As the United States nears 1 million deaths from Covid-19, a movement is growing to memorialize the astronomical loss of life and preserve their legacies.
Marked By Covid—a San Francisco-based nonprofit cofounded by Kristin Urquiza, who lost her 65-year-old father to Covid in June 2020—is campaigning to establish a federally recognized national holiday to memorialize victims of the pandemic. The grassroots organization is also working with cities nationwide to create physical monuments, as well as an augmented reality component dedicated to those who have been lost.
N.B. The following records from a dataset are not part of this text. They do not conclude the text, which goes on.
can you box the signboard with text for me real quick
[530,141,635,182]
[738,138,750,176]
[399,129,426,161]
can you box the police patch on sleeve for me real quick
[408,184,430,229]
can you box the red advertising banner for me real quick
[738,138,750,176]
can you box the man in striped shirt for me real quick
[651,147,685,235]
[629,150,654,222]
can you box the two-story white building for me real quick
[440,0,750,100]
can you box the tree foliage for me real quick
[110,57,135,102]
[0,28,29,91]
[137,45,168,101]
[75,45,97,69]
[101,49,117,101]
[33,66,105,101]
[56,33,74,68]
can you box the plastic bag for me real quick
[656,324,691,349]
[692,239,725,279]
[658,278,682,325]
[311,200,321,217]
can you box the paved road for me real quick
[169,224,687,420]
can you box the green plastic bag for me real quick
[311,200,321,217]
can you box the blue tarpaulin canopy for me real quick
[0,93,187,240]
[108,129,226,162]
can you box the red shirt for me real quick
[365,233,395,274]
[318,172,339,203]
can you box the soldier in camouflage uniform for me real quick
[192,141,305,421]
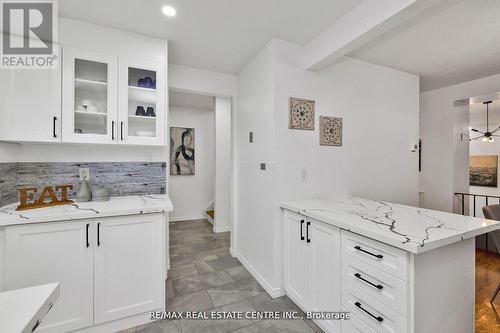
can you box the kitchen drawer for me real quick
[341,231,409,281]
[341,254,408,315]
[342,286,407,333]
[342,307,377,333]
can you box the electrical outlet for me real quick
[249,131,254,143]
[79,168,90,181]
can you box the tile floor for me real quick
[121,219,323,333]
[119,220,500,333]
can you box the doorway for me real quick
[167,89,233,234]
[453,93,500,332]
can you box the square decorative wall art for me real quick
[170,127,195,175]
[470,155,498,187]
[320,116,342,146]
[289,97,315,130]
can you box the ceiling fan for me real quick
[469,101,500,143]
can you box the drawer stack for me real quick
[340,231,410,333]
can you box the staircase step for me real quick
[207,210,214,219]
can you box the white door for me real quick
[94,214,164,324]
[309,219,341,333]
[118,57,165,146]
[62,47,118,144]
[283,211,310,310]
[0,46,61,142]
[5,221,94,333]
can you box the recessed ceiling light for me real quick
[162,5,176,17]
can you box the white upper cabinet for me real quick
[0,47,61,143]
[0,20,168,146]
[118,58,165,146]
[61,47,166,146]
[62,47,118,144]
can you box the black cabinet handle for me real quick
[112,121,115,140]
[86,223,89,248]
[32,319,40,332]
[355,273,383,290]
[354,301,383,322]
[354,245,383,259]
[120,121,124,141]
[97,222,101,246]
[306,221,311,243]
[53,116,57,138]
[300,220,305,240]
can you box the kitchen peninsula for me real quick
[281,196,500,333]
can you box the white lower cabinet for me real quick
[341,308,377,333]
[283,211,411,333]
[94,214,163,323]
[283,211,341,333]
[283,209,476,333]
[283,211,309,309]
[341,286,407,333]
[310,221,341,333]
[4,213,164,332]
[5,221,93,332]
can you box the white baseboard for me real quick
[230,248,285,298]
[214,225,230,233]
[73,309,163,332]
[169,215,205,222]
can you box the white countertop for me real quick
[0,195,173,227]
[0,283,59,333]
[281,196,500,254]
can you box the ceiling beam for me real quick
[302,0,443,71]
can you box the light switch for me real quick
[301,169,308,182]
[260,163,266,171]
[79,168,90,181]
[249,131,254,143]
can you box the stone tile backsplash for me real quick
[0,163,19,207]
[0,162,166,207]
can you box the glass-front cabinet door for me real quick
[118,58,165,146]
[62,48,117,143]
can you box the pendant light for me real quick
[470,101,499,143]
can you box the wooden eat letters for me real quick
[16,185,74,211]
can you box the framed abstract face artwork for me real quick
[170,127,195,175]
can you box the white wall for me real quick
[169,64,237,98]
[235,39,420,296]
[420,72,500,213]
[235,42,278,295]
[168,106,215,221]
[214,98,232,232]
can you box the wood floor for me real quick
[476,249,500,333]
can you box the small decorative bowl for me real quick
[93,187,111,202]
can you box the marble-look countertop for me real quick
[281,196,500,254]
[0,195,173,227]
[0,283,59,333]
Marked By Covid’s proposal calls for local communities to install scalable monuments that can be customized to fit a community’s budget and available land. Urquiza—who famously addressed the 2020 Democratic National Convention and declared that her father’s “only preexisting condition was trusting Donald Trump”—believes the pandemic has created a need to “democratize grief” and acknowledge what the country has been through. By comparison, the 1918 Spanish flu claimed an estimated 675,000 American lives (at a time when the U.S. population was 105 million), but given that it coincided with World War I, few memorials commemorate the dead.
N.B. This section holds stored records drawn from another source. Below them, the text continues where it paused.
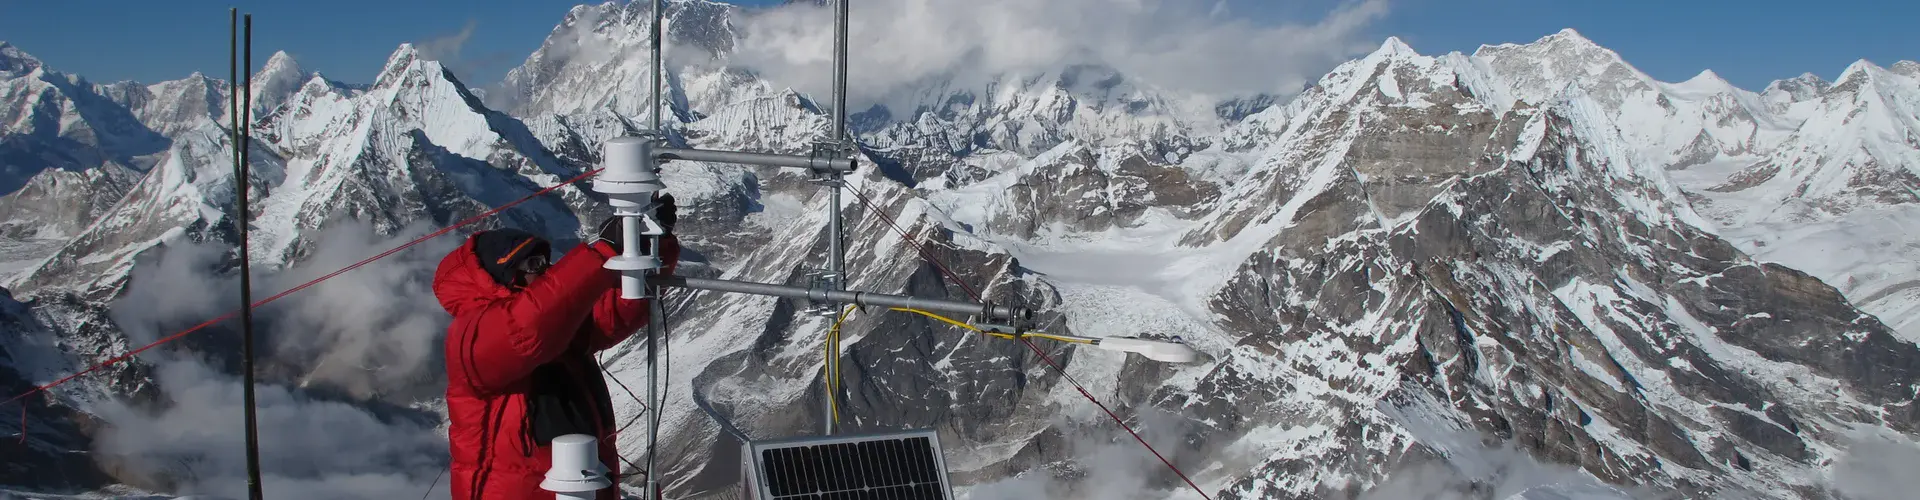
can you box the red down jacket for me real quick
[434,232,679,500]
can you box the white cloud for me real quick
[962,408,1213,499]
[727,0,1392,109]
[98,222,460,499]
[92,361,447,500]
[416,19,478,69]
[1829,431,1920,500]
“We cannot forget this tragedy,” says the 40-year-old Urquiza. “We owe it to the million people who lost their lives to remember and pass down to future generations the hard truth of our lived experience to prevent a tragedy like this from ever happening again.”
The Marked By Covid monument prototype consists of a small plinth with four accessible ramps that can be customized depending on its location. Based on the renderings, the base can be used as a place to lay flowers, photographs and candles to remember loved ones. The prototype was co-created with artist Marcos Lutyens and founder Brad Wolfe, whose nonprofit Reimagine helps people confront death and grief.